This supplementary information is collated from multiple sources and compiled automatically.

The MTA1 protein short for Metastasis-Associated 1 is a significant player in cellular mechanisms. It has an approximate molecular weight of 80 kDa. MTA1 is known for its function as a chromatin remodeling factor involved in altering chromatin structure to regulate gene expression. Alternate names include metastasis tumor antigen 1. MTA1 expresses widely but has higher levels in metastatic tumor cells playing a role in cancer progression by influencing gene transcription and chromatin dynamics.
Biological function summary

MTA1 contributes to regulating diverse cellular processes. It forms part of the NuRD complex which plays a critical role in mediating chromatin remodeling and histone deacetylation. This association enables MTA1 to influence key aspects of cellular behavior including cell proliferation differentiation and response to stress. The protein's involvement extends to modulating transcription factors and interacting with several other proteins impacting cellular growth and metastasis.

Pathways

MTA1 participates actively in the regulation of several key signaling networks. One significant pathway is the Wnt/β-catenin signaling pathway where MTA1 modulates gene expression by interacting with β-catenin. In another pathway it affects the estrogen receptor signaling pathway impacting gene transcription in hormone-dependent cancers. MTA1’s interaction with HDAC (Histone deacetylase) proteins emphasizes its role in epigenetic regulation across different biological pathways.

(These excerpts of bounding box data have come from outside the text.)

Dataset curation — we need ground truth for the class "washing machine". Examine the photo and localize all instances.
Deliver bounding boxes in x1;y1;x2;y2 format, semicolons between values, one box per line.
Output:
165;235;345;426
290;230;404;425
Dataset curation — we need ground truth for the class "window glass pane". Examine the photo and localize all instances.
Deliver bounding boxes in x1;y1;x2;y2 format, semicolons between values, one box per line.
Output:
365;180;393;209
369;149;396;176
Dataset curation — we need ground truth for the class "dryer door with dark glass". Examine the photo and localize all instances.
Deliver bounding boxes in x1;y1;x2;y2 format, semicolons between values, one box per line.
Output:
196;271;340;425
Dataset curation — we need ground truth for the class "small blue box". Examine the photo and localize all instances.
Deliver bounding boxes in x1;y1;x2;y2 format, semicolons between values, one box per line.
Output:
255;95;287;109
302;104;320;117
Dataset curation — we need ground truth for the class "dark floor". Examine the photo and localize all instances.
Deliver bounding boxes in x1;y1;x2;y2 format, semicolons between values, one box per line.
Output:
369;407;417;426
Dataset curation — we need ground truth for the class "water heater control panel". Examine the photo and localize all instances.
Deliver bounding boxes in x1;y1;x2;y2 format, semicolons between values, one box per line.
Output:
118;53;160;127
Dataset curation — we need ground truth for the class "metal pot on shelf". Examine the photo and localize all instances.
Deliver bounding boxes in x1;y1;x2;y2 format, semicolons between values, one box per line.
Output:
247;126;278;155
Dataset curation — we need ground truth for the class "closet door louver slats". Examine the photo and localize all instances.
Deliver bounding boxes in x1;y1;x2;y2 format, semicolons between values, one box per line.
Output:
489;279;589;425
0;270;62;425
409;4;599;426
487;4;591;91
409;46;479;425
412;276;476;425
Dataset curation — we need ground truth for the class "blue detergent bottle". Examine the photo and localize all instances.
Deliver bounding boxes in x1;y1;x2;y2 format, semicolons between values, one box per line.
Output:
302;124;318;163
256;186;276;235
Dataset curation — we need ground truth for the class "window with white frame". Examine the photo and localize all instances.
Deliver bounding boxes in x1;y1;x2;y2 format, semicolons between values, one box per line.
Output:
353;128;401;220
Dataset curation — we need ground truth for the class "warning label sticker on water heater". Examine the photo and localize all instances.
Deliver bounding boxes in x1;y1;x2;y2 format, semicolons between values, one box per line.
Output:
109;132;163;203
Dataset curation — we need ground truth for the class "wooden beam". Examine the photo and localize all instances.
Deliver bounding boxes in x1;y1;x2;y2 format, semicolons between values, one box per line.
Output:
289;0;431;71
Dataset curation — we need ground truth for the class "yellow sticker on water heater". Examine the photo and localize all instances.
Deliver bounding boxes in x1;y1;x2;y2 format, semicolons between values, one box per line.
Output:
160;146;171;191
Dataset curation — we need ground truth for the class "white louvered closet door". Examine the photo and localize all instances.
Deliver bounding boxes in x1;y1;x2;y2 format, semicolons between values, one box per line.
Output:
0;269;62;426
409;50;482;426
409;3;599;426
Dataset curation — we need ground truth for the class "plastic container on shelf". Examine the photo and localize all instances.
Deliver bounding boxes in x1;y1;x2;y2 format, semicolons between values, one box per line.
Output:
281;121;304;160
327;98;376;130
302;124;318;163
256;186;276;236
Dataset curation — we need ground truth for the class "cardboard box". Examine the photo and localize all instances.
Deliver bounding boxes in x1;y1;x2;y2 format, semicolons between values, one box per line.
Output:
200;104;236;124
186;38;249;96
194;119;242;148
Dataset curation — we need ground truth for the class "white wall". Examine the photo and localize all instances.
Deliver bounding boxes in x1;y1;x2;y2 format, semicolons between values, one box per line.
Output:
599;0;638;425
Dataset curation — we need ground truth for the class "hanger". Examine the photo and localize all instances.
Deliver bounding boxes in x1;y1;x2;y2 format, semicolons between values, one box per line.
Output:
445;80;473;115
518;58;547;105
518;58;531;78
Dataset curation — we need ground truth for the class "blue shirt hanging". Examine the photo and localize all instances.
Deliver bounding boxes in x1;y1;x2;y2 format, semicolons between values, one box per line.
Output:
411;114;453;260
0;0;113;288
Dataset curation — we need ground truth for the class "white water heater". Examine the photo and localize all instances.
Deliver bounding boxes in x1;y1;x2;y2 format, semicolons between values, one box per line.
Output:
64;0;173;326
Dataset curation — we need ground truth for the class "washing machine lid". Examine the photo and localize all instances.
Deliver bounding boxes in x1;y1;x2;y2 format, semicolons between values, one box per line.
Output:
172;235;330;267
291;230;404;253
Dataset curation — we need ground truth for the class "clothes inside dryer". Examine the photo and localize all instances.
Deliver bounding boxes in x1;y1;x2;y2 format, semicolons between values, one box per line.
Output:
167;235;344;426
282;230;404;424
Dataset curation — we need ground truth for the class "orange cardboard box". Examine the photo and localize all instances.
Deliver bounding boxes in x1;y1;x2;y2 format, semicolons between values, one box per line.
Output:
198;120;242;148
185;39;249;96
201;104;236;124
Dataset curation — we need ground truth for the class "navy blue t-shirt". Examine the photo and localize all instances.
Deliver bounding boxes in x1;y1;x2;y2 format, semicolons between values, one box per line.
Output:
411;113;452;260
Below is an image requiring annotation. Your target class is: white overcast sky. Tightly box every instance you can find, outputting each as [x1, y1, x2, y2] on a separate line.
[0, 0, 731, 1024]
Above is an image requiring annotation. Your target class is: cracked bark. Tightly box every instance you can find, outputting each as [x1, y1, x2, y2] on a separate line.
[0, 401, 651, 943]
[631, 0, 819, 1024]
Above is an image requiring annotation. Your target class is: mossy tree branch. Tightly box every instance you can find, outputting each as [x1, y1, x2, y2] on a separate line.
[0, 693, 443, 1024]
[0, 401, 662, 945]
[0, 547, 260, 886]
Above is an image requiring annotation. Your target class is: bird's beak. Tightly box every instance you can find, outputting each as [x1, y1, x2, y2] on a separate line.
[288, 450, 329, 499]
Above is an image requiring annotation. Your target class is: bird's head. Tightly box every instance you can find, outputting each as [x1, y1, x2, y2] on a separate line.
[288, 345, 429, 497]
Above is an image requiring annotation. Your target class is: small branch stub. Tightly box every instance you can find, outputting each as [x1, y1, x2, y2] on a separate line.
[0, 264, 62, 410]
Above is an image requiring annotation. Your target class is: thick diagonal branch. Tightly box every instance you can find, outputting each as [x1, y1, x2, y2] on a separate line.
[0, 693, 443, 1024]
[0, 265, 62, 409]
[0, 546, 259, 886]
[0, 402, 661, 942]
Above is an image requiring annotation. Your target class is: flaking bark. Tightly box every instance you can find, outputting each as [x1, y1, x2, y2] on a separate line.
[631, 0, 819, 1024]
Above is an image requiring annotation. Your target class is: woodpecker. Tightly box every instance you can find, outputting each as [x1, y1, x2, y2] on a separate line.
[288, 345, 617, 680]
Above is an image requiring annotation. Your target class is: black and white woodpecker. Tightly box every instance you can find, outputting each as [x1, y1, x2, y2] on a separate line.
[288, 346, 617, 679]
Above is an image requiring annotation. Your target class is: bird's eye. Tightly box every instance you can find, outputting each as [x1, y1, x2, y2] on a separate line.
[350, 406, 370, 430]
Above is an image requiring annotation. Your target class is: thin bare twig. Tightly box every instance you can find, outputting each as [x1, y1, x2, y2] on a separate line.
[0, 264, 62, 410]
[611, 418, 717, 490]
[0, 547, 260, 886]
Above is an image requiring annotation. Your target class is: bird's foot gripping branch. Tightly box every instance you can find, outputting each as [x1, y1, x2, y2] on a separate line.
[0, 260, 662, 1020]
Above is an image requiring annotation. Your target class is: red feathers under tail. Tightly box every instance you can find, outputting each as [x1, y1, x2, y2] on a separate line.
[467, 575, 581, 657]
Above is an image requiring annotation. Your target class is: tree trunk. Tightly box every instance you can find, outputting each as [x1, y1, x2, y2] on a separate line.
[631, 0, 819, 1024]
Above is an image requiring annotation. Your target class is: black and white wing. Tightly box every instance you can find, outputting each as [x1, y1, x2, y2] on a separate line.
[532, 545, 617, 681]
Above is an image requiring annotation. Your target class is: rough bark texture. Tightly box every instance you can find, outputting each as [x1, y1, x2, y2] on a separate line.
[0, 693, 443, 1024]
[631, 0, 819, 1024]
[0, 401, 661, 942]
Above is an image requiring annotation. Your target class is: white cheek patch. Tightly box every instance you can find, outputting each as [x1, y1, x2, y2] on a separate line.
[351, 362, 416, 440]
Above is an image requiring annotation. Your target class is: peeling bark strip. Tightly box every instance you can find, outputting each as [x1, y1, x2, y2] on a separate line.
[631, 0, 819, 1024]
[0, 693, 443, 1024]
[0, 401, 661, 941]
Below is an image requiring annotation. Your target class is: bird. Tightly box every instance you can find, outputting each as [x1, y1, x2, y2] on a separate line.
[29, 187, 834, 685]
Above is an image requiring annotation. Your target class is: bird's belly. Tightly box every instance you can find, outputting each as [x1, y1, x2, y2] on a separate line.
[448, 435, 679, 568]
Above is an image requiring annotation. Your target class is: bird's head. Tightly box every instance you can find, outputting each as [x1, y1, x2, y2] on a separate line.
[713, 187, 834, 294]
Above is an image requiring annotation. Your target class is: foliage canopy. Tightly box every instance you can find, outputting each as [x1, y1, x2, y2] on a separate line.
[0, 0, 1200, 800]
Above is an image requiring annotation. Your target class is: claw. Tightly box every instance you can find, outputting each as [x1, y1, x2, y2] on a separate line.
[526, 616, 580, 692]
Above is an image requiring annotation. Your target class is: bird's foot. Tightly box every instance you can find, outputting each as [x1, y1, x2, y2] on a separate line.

MTA1 is frequently connected with cancer progression and metastasis. Its overexpression correlates with poor prognosis in breast cancer highlighting its impact on tumor aggressiveness. Additionally MTA1 has implications in prostate cancer where it interacts with the androgen receptor influencing cancer cell proliferation and resistance to therapy. Understanding the role of MTA1 in these diseases could potentially lead to new therapeutic targets for cancer treatment.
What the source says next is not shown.